Jens and his wife Helen introduced us to several people, enjoyed some beer before we headed out for dinner.  One of the owner/brewers use to brew with Jens at HaandBryggeriet before going out on his own.

We find the beer in Scandinavia to be expensive.  We heard that the Norwegians drink in Sweden to save money, the Swedes go to Denmark; and the Danes go to Germany. Go figure!

Stockholm, Sweden 10/02-10/05

Stockholm is a major city made up of several small islands connected with waterways, roadways, and pedestrian ways. It’s a robust people city with plenty of easily accessible parks. One park is named Hofgarten Park. The park was built with a focus on growing hops so that the labourers who built Stockholm could have their daily two liter supply of beer!

The Royal Palace is located in the Old Town, an area called Stella Gami, which seems like the center of all the islands.  There are boats everywhere, similar to Ft.
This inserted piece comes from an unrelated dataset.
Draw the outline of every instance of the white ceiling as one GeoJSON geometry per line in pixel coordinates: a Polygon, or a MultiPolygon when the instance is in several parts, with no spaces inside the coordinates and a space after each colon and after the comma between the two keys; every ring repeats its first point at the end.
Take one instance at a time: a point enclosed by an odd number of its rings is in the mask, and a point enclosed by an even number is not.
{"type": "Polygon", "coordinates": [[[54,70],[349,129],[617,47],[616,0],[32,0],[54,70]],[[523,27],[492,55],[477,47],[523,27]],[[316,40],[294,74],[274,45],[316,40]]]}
Lauderdale, Florida.

Our first stop after our long trek was Monk’s, a solid beer place.  We bellied up to the bar, met our bartender from Atlanta, and asked for a list of Swedish brewed beers.  “None here” was the reply.  Monk’s had a fantastic collection of world beers, including the USA.  I enjoyed a Goose Island Bourbon County stout which I can’t buy at home. Okay, maybe we’ll find some Swedish beers tomorrow. 

Using the Hop On…Hop Off Tourist Bus to get ourselves oriented, we noticed many taverns were either Irish, German, English or Belgium design.  One stop was Wirstroms Pub which has been around for several hundred years. They had a good list of English and Irish beers, but only a mass produced Swede beer.

In our next stop we found a tasty Swedish pilsner and dark ale brewed by Nils Oscar.  The owner gave us a local beer pamphlet; a brochure produced by the Swedish Beer Consumers Association. Just down the street was Glennfiddich Warehouse No. 68 on the map.  It’s menu listed 18 Sweddish microbrews.  We tried several.  The Wisby Sitting Bull Dog was an IPA at 6.4% and was pretty good. Other breweries were Oppigards, Jamptlands, Nils, Norrlands, and Helsinge.  We tried several styles but all seemed to fall just short of fullfilling our taste buds.
Walking home one night, still a little thirsty and hungry,our ‘travel brains’ wanted Swedish, our tastebuds screamed for flavor …, so, we went for the Belgians. 

We remembered one from our list we hadn’t gone to yet, The Duvel Cafe.  Bring on the Duvel and the Maredsous and mussells.  Oh, to see their fantasticly displayed beer cellar at the heart of the restaurant ~ any collector would be envious.  Most impressive. Those Swedes really appreciate their Belgian beers!